Or, ce n'est pas de cette façon que les ennemis, les antisémites, et ceux qui ne l'étaient pas encore, interprètent de telles intentions. Pour eux, cette acceptation voulue par les dirigeants d'Israël, qui sacrifient leur peuple sur l'autel de leur souhait de plaire aux autres, signifie tout simplement qu'ils reconnaitraient que la terre d'Israël pourrait bien ne pas leur appartenir. «Si vous êtes prêts à débarrasser le plancher de la colline de Bet-El, même en douceur, à chasser les vôtres en pleine nuit et en plein hiver après les avoir tirés de leurs couvertures, si vous êtes prêts à voir surgir un Etat non-juif au milieu de vous, c'est que vous admettez que vous n'avez pas votre place sur l'ensemble de cette terre. Et si vous admettez que Bethlehem, Bethel ou encore Sichem doivent être occupées par d'autres forces et d'autres populations que les vôtres, alors qu'il existe une tradition a priori multimillénaire qui vous y attachent, c'est que des villes comme Holon, Netanya ou Tel-Aviv, où vos attaches sont bien plus récentes, n'ont à plus forte raison aucun rapport avec les Juifs.»

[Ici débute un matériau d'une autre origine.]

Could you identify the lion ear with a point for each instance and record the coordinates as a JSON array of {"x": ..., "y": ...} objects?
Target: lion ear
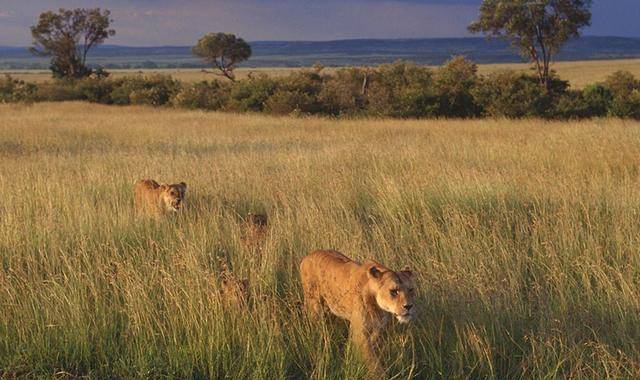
[
  {"x": 407, "y": 272},
  {"x": 374, "y": 270}
]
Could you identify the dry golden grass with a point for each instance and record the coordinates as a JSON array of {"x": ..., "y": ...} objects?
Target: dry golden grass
[
  {"x": 524, "y": 237},
  {"x": 578, "y": 73}
]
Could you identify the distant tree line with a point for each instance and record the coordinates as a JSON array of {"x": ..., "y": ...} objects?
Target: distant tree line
[
  {"x": 537, "y": 28},
  {"x": 399, "y": 90}
]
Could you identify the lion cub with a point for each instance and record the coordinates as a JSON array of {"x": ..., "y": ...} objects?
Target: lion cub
[
  {"x": 366, "y": 295},
  {"x": 159, "y": 198}
]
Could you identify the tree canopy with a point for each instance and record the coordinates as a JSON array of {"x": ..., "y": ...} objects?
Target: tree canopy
[
  {"x": 224, "y": 51},
  {"x": 68, "y": 36},
  {"x": 538, "y": 28}
]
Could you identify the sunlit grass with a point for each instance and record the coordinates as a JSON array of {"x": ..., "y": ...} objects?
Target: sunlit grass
[{"x": 524, "y": 236}]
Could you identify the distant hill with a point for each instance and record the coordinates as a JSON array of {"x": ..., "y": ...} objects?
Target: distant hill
[{"x": 335, "y": 53}]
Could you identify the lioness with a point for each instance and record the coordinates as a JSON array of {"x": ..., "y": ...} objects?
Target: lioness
[
  {"x": 158, "y": 198},
  {"x": 366, "y": 295}
]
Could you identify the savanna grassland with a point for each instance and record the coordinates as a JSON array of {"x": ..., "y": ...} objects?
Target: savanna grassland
[
  {"x": 578, "y": 73},
  {"x": 524, "y": 236}
]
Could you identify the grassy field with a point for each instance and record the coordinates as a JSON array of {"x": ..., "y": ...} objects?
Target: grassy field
[
  {"x": 578, "y": 73},
  {"x": 524, "y": 236}
]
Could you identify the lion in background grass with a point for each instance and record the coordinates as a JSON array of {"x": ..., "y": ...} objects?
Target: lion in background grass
[
  {"x": 366, "y": 295},
  {"x": 157, "y": 199}
]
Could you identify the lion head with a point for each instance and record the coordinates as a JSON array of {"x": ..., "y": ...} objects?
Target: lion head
[
  {"x": 394, "y": 291},
  {"x": 172, "y": 196}
]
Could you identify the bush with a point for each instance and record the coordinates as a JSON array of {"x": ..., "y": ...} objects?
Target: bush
[
  {"x": 515, "y": 95},
  {"x": 251, "y": 94},
  {"x": 14, "y": 90},
  {"x": 95, "y": 89},
  {"x": 57, "y": 91},
  {"x": 155, "y": 90},
  {"x": 402, "y": 90},
  {"x": 285, "y": 102},
  {"x": 341, "y": 93},
  {"x": 297, "y": 93},
  {"x": 625, "y": 92},
  {"x": 454, "y": 82},
  {"x": 205, "y": 95}
]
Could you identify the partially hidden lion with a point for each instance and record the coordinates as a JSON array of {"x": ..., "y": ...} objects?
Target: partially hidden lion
[
  {"x": 157, "y": 199},
  {"x": 367, "y": 295}
]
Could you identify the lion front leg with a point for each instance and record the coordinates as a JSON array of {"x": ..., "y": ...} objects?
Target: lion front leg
[{"x": 363, "y": 340}]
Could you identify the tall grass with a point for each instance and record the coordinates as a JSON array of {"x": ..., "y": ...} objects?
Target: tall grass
[{"x": 524, "y": 236}]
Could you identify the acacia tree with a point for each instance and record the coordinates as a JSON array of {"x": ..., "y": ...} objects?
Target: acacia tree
[
  {"x": 68, "y": 36},
  {"x": 538, "y": 28},
  {"x": 224, "y": 51}
]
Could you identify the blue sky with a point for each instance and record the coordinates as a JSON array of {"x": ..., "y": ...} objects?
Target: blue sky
[{"x": 164, "y": 22}]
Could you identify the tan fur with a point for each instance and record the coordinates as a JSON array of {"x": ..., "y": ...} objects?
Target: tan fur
[
  {"x": 359, "y": 293},
  {"x": 157, "y": 199}
]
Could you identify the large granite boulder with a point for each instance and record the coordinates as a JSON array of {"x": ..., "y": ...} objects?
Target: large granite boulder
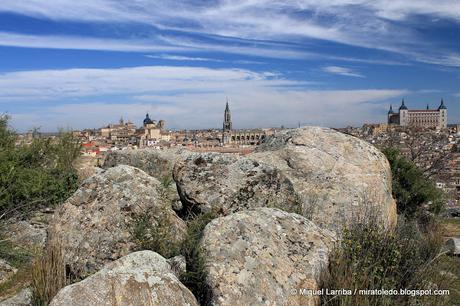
[
  {"x": 93, "y": 226},
  {"x": 157, "y": 163},
  {"x": 22, "y": 298},
  {"x": 227, "y": 183},
  {"x": 6, "y": 271},
  {"x": 264, "y": 256},
  {"x": 337, "y": 177},
  {"x": 453, "y": 246},
  {"x": 141, "y": 278},
  {"x": 27, "y": 234}
]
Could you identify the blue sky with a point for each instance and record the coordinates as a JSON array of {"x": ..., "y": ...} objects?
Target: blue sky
[{"x": 78, "y": 64}]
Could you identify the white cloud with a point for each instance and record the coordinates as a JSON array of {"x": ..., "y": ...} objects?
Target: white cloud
[
  {"x": 86, "y": 43},
  {"x": 183, "y": 58},
  {"x": 76, "y": 83},
  {"x": 372, "y": 24},
  {"x": 342, "y": 71},
  {"x": 186, "y": 97}
]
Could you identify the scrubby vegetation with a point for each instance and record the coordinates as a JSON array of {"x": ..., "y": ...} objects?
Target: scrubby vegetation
[
  {"x": 37, "y": 174},
  {"x": 48, "y": 275},
  {"x": 408, "y": 257},
  {"x": 372, "y": 257},
  {"x": 195, "y": 276},
  {"x": 411, "y": 188}
]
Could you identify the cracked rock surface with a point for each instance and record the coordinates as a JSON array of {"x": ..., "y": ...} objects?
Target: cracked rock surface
[
  {"x": 140, "y": 278},
  {"x": 228, "y": 183},
  {"x": 258, "y": 257},
  {"x": 337, "y": 177},
  {"x": 93, "y": 225}
]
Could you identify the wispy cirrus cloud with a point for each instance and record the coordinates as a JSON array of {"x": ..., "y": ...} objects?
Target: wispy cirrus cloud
[
  {"x": 376, "y": 24},
  {"x": 183, "y": 58},
  {"x": 342, "y": 71},
  {"x": 186, "y": 97}
]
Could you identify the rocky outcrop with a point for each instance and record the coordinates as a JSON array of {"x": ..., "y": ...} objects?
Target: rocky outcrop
[
  {"x": 6, "y": 271},
  {"x": 263, "y": 257},
  {"x": 453, "y": 246},
  {"x": 337, "y": 177},
  {"x": 93, "y": 226},
  {"x": 328, "y": 177},
  {"x": 157, "y": 163},
  {"x": 22, "y": 298},
  {"x": 29, "y": 234},
  {"x": 227, "y": 183},
  {"x": 141, "y": 278}
]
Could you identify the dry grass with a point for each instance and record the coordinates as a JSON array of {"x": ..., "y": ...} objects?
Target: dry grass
[
  {"x": 371, "y": 257},
  {"x": 451, "y": 227},
  {"x": 48, "y": 274}
]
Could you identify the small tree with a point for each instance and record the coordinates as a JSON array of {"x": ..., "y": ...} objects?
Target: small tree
[
  {"x": 411, "y": 188},
  {"x": 35, "y": 174}
]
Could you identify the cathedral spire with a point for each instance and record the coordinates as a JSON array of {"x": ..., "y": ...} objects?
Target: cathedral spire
[
  {"x": 391, "y": 109},
  {"x": 403, "y": 105},
  {"x": 442, "y": 106},
  {"x": 227, "y": 126}
]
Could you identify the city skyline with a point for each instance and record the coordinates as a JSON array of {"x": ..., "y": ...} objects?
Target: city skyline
[{"x": 83, "y": 65}]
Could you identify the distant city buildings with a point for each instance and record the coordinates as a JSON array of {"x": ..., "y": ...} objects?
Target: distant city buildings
[
  {"x": 241, "y": 137},
  {"x": 436, "y": 151},
  {"x": 425, "y": 118}
]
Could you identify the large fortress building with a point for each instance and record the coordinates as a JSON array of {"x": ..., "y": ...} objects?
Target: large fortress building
[{"x": 427, "y": 118}]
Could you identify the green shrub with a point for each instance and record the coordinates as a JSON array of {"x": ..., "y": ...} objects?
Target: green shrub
[
  {"x": 37, "y": 174},
  {"x": 195, "y": 276},
  {"x": 411, "y": 188},
  {"x": 371, "y": 257}
]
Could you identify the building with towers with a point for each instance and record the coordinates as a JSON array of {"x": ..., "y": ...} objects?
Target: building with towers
[
  {"x": 152, "y": 132},
  {"x": 241, "y": 137},
  {"x": 227, "y": 125},
  {"x": 426, "y": 118}
]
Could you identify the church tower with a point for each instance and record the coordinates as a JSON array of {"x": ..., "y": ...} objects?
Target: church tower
[{"x": 227, "y": 126}]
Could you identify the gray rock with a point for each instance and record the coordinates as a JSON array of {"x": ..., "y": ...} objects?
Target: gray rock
[
  {"x": 29, "y": 234},
  {"x": 263, "y": 257},
  {"x": 157, "y": 163},
  {"x": 337, "y": 177},
  {"x": 452, "y": 212},
  {"x": 453, "y": 246},
  {"x": 141, "y": 278},
  {"x": 228, "y": 183},
  {"x": 23, "y": 298},
  {"x": 178, "y": 265},
  {"x": 6, "y": 271},
  {"x": 93, "y": 226}
]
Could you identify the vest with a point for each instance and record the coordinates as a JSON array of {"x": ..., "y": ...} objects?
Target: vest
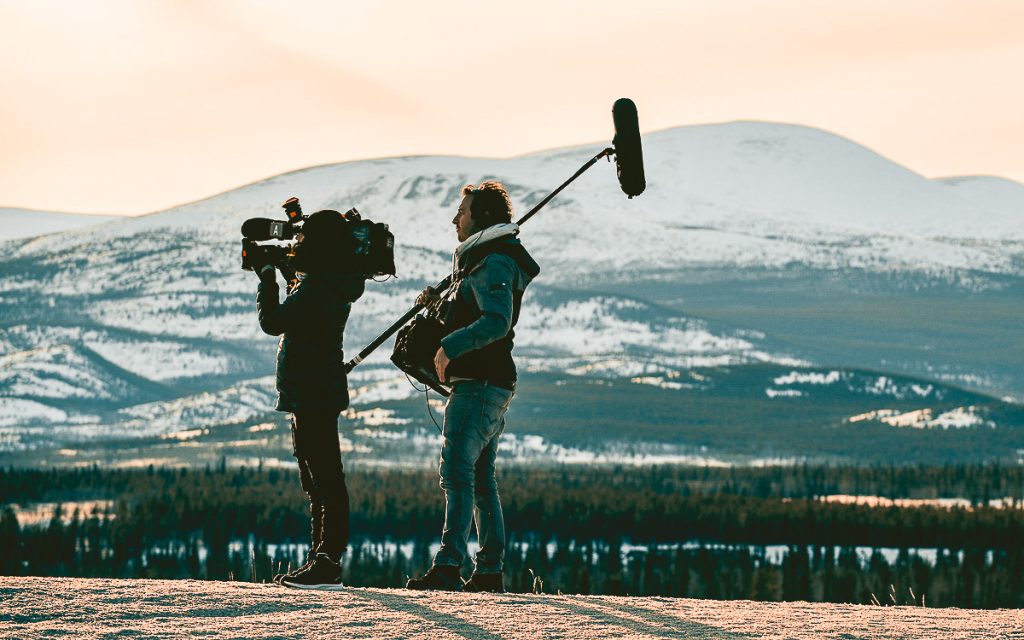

Nous avons déjà parlé du principe talmudique selon lequel un homme qui reconnait seulement une partie d'une dette doit prouver qu'il ne doit pas le reste de la somme, alors que s'il repousse en bloc les revendications du créancier supposé, c'est à ce dernier d'apporter les preuves de ce qu'il prétend. (Voir: Pourquoi les politiciens israéliens ne sont pas crédibles). C'est donc dans cette situation inconfortable que des politiciens comme ceux qui dirigent Israël mettent mal à l'aise le peuple juif, accordant du crédit aux revendications antisémites qui voient dans le Juif un apatride.

Arrêtons-nous un instant sur le tout début du commentaire de Rashi, qui justifie la place du premier verset de la Torah. «Pourquoi la Torah commence-t-elle par Béréchit (au commencement [de]), alors qu'elle aurait dû s'ouvrir sur "Ce mois-ci"» (le mois de nissan, qui sert à fixer le calendrier et les dates des différentes fêtes religieuses représente en effet le premier commandement donné à Israël en tant que peuple). Rashi répond en expliquant que si la communauté internationale venait à nous traiter de voleurs, en nous accusant d'avoir conquis et occupé la terre des sept nations, nous aurions à leur répondre que c'est D. qui a créé le monde et en a attribué les différentes régions à qui bon Lui semble.

Or, il faut admettre que ce n'est pas en acceptant les revendications d'un individu qui prétend qu'un terrain lui appartient que l'on démentira cette accusation de vol, surtout lorsque l'on se trouve dans une situation où même le droit turc ou jordanien, qui n'a pourtant rien à voir avec le droit hébraïque, stipule que personne ne peut revendiquer un terrain abandonné qui a été occupé sur une période de plus de trois ans par un tiers.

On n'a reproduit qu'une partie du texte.